The head of the Commodity Futures Trading Commission (CFTC) last Thursday said the agency plans to grant the derivative market “exemptive relief” — for the second time this year — from the sweeping Dodd-Frank Wall Street Reform and Consumer Act.

“Much like we did on July 14 of this year, I think this fall we will consider further ‘exemptive relief’ from the application of Dodd-Frank’s Title VII requirements,” CFTC Chairman Gary Gensler said during the 19th open meeting to consider reforms to the $30 trillion derivatives market.

“I’ve already directed staff to draft recommendations with relief appropriately tailored. For instance, if we complete product definitions further defining the term ‘swap dealer’…or further defining the term ‘swap,’ the exemptive relief might take on a little bit different form or words than it did in July,” he said.

In June the Commission voted to provide the “exemptive relief” from those provisions of Dodd-Frank that were “self-effectuating” on July 16, or did not require a rulemaking to comply with the financial overhaul measure signed into law by President Obama last year (see NGI, June 20, July 26, 2010).

The exemptive relief extended to Dodd-Frank provisions that did not require rulemaking but reference “swap,” “swap dealer,” “major swap participant” or “eligible contract participant,” which the CFTC has not yet defined. Under the CFTC’s June decision, these persons or entities were temporarily exempted from complying with Dodd-Frank until Dec. 31 or whenever the terms were defined, whichever is earlier.

Gensler gave a “tentative outline” of the CFTC’s Dodd-Frank agenda for the remainder of this year and into 2012. “A more complete list will be available on our website,” he said.

“We’re going to consider rules thoughtfully. We’re not going…against the clock. There are likely to be many changes down the road,” when the CFTC has a chance to conduct an evaluation of the new rules, Gensler said. Commissioner Michael Dunn proposed that such an evaluation be done 12-18 months after the new rules go into effect. “If we’re landing the airplane upside down, we’re going to flip it over” and get it right, Dunn said.
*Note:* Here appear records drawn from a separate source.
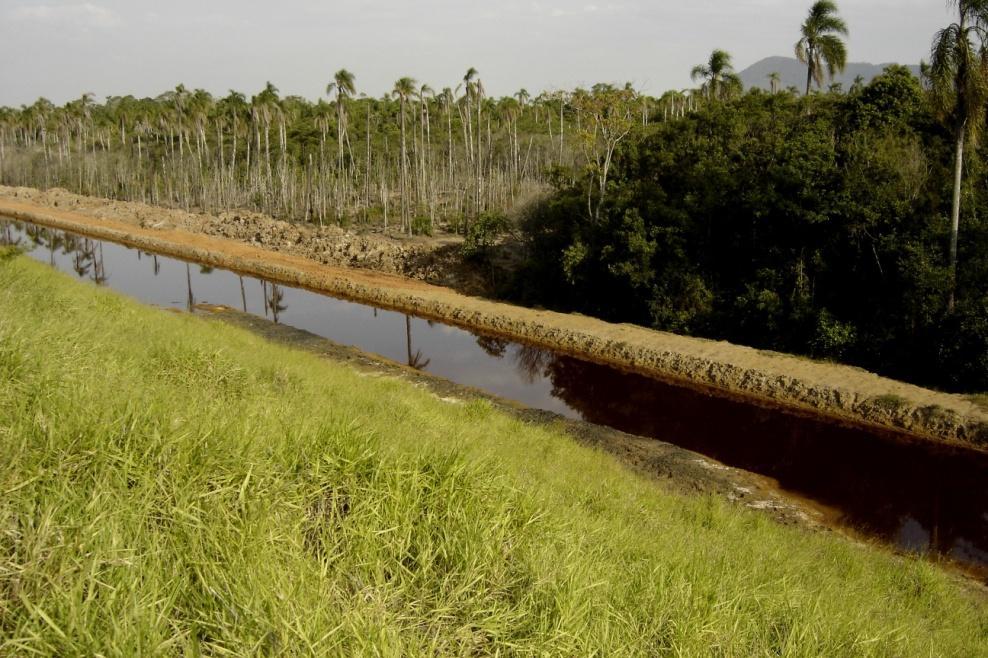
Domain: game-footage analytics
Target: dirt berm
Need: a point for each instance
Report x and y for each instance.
(836, 390)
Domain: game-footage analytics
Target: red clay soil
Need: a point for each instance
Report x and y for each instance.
(757, 375)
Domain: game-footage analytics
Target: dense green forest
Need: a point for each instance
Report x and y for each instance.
(841, 224)
(813, 224)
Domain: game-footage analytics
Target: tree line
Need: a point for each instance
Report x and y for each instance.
(415, 159)
(842, 225)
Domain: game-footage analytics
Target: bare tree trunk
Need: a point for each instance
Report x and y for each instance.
(955, 214)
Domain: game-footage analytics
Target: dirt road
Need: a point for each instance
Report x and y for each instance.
(760, 376)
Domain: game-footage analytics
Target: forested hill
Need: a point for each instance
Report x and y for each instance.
(793, 73)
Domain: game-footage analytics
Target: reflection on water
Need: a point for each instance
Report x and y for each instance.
(911, 493)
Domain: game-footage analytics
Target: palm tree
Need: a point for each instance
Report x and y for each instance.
(345, 87)
(821, 44)
(958, 75)
(718, 74)
(403, 90)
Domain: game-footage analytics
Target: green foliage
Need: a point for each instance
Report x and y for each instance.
(810, 225)
(318, 512)
(483, 234)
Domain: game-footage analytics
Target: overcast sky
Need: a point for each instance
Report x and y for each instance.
(115, 47)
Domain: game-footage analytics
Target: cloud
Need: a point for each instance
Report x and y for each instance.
(84, 14)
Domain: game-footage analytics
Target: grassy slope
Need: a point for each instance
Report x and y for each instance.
(171, 485)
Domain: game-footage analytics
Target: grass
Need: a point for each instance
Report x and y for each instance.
(172, 486)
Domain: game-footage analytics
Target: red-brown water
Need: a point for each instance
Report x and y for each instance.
(913, 494)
Gensler said the next items the CFTC will consider will be rules related to clearinghouses, core principles and the controversial position limits. In the final quarter, he said the agency also hopes to consider final rules on entity and product definitions [a joint effort of the CFTC and the Securities and Exchange Commission (SEC)]; swap data record-keeping and reporting, real-time reporting; regulations related to trading platforms, called designated contract markets or exchanges and foreign boards of trade; and external and internal business conduct.

He signaled that a number of final rules — on swap execution facilities, capital margin, documentation, some segregation rules — will be carried over into 2012. And while the law requiring a clearinghouse to submit swaps to the CFTC to determine if they should be cleared takes effect Sept. 26, Gensler said he doesn’t expect the agency to be actively reviewing such submissions until early 2012, “more likely at the earliest at the end of the first quarter and into the second quarter of 2012.”

The CFTC last Thursday took its first step toward mandating compliance with Dodd-Frank. It voted out a proposal establishing a schedule to phase in compliance with the new clearing and trade execution requirements of Dodd-Frank, and a schedule to phase in compliance with the new trading documentation and margining requirements of the year-old derivatives law.

For clearing, the proposal establishes different implementation timetables for swap transactions involving Category 1, Category 2 and Category 3 entities. Category 1 entities [swap dealers (SD), security-based swap dealers, major swap participants (MSP), major security-based swap participants or active funds] would have 90 days to comply with the mandatory clearing requirement; Category 2 entities (commodity pools; private funds, employee benefit plans; or persons engaged in the business of banking, or financial activities) would have 180 days to comply; and Category 3 entities (including those involving third-party subaccounts and those not excepted from the mandatory clearing requirement) would have 270 days to comply.

All three categories would have 30 days (after the swap is made available for trading) to comply with the CFTC’s trade execution requirement.

Before market participants can be required to comply with a mandatory clearing determination and the trade execution requirement, the CFTC first must:

The Commission must take one additional action before it can require market participants to comply with trade execution requirement. It must adopt the final rules for the swap execution facilities and demand contract markets, the agency said.

The CFTC established the same categories and schedule in its proposal requiring phased implementation of new trading documentation and margining requirements of Dodd-Frank.”The Commission believes that it is in the public interest to afford SD and MSPs additional time to comply with proposed rules related to trading documentation and margin requirements, depending on the type of counterparty with which the SD or MSP is trading,” the agency said.